Alien : la résurrection

de Jean-Pierre Jeunet, 1997, ***

Que faire pour relancer une série, lorsque le dernier opus en date finit par le suicide de l’héroïne ? Cette question, Jeunet et Whedon (scénariste de ce quatrième épisode) l’évacuent en trente secondes : le clonage, c’est miraculeux, et Ripley 2.0 aura même récupéré la mémoire de Ripley par un mécanisme qu’on prendra soin de ne pas expliquer. Et comme, quand on clone un organisme, on clone aussi tous ceux qui vivent à l’intérieur, l’alien qu’elle portait à sa mort est lui aussi récréé, avant d’être extrait et traité en petit prince.

On l’aura compris, le réalisme n’est pas, loin s’en faut, la qualité dominante de La résurrection. La subtilité non plus : jamais la Weyland-Yutani n’avait été aussi ouvertement nuisible, jamais le traitement n’avait été aussi manichéen — malgré le passage de James Cameron, pas réputé pour sa subtilité.

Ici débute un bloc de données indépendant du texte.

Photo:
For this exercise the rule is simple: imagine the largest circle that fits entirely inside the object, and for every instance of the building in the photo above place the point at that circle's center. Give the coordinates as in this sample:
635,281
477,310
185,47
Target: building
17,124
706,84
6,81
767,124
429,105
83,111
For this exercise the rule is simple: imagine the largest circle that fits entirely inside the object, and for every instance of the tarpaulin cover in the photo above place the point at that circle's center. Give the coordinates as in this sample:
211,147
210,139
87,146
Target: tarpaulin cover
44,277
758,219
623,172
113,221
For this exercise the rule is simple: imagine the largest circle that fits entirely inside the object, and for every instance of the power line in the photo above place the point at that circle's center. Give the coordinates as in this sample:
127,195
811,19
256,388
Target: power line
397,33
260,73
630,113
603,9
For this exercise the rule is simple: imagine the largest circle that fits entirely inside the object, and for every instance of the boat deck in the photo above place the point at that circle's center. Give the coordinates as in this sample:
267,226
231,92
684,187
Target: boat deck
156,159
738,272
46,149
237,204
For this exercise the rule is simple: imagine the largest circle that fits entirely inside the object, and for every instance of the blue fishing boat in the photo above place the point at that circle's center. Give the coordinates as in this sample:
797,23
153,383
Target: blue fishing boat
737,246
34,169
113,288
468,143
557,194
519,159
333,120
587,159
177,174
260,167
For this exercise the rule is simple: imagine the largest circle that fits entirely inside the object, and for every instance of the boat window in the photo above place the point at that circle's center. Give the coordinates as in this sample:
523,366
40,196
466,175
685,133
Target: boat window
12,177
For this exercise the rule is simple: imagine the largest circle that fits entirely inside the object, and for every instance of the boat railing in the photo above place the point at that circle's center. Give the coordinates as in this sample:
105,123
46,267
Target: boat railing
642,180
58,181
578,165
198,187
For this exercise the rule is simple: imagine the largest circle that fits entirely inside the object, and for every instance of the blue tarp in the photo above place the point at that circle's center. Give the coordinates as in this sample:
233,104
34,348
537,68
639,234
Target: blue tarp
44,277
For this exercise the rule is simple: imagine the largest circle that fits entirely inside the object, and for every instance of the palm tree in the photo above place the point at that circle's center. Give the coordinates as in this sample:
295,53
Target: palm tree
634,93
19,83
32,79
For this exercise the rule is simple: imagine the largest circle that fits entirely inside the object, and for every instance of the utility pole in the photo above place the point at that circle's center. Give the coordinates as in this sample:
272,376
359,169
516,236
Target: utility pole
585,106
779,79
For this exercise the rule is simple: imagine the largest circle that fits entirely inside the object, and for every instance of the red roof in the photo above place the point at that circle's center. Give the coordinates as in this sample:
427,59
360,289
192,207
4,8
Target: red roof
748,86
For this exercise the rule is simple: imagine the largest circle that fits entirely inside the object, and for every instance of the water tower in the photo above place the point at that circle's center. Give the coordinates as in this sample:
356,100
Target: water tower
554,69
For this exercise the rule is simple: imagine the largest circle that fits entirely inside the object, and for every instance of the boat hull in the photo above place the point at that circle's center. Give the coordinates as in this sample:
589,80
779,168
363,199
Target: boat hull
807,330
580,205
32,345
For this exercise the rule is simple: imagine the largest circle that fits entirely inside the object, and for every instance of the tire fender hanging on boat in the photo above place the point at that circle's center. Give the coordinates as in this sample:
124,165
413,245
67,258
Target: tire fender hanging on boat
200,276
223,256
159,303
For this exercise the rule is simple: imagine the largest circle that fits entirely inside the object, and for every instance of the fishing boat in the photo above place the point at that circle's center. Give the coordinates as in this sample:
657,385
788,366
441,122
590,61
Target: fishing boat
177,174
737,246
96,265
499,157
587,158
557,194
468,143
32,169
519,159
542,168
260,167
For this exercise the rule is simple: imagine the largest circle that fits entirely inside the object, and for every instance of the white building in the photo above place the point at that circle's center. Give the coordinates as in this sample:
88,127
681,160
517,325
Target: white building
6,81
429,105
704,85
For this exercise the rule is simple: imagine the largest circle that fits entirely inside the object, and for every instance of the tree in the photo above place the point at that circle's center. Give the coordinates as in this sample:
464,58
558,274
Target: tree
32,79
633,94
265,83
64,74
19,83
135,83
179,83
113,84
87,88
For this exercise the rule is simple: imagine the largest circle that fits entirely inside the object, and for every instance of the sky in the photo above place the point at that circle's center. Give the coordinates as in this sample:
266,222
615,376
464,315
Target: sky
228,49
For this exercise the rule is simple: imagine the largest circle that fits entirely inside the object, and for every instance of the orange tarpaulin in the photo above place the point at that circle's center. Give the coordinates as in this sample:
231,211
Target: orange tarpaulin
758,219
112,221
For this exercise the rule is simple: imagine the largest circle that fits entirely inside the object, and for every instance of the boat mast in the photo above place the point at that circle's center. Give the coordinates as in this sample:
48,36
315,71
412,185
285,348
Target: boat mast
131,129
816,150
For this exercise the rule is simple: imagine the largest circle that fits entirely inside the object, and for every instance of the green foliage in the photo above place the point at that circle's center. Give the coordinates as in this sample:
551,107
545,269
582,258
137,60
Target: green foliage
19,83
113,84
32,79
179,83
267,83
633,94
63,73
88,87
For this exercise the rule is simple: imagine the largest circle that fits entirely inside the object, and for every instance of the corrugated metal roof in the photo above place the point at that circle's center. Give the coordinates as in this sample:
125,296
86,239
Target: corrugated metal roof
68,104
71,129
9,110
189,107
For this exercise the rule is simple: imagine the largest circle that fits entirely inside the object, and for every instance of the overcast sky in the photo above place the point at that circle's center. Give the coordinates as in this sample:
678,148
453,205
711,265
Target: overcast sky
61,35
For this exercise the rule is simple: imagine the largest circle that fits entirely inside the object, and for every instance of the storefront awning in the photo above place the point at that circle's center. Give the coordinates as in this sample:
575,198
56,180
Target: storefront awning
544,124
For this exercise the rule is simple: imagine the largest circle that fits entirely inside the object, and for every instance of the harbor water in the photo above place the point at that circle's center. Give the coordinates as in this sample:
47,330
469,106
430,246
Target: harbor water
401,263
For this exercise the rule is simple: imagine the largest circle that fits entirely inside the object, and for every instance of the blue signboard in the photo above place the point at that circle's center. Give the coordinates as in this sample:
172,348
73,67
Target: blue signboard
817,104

Et puis, on trouve cette obsession de Jeunet pour le gros plan au grand-angle, vous savez, le cadrage qui vous donne l’impression de regarder un personnage à trois centimètres de son visage tout en surveillant l’arrière-plan. Ça peut donner un style poétique pour l’histoire d’une gentille courge qui aime tout le monde… mais dans un film d’action, ça le fait pas, surtout quand le personnage en gros plan sort systématiquement un truc qui ne s’intègre pas au script — oui, parce que l’idée, c’est que le réalisateur utilise cet effet pour appuyer sur une phrase qu’il considère importante, qui du coup se retrouve extraite de la ligne narratrice à la façon d’un pavé hors-texte dans un article de presse.

Vu d’ici, vous commencez à comprendre : je n’ai pas aimé La résurrection. Pourtant, c’est « fréquentable ». Alors pourquoi ?

C’est simple et ça tient en deux mots : Sigourney et Winona.

La nouvelle Ripley a du sang alien (oui, apparemment, quand on clone deux organismes, ils se mélangent un peu…), et Sigourney passe le film à jouer là-dessus : toujours entre deux, avec des attitudes et des regards directement inspirés de ceux des bestioles, elle est aussi froide et flippante que les aliens eux-mêmes. Elle est aussi, désormais, exclue de l’humanité, à la fois en tant que mère d’aliens et en tant qu’être recréé, artificiel en somme ; et sa relation avec Call, androïde elle-même un peu en marge des bipèdes de chair et de sang, évolue de la franche hostilité à un certain respect, voire à une forme de complicité affectueuse.

Ce jeu des deux femmes — qui n’en sont ni l’une ni l’autre — est le truc intéressant, nouveau, qui sauve le film du statut de pâle resucée de Alien³ avec des scientifiques et des mercenaires à la place des taulards.

Mais ça reste, clairement, le maillon faible de la tétralogie.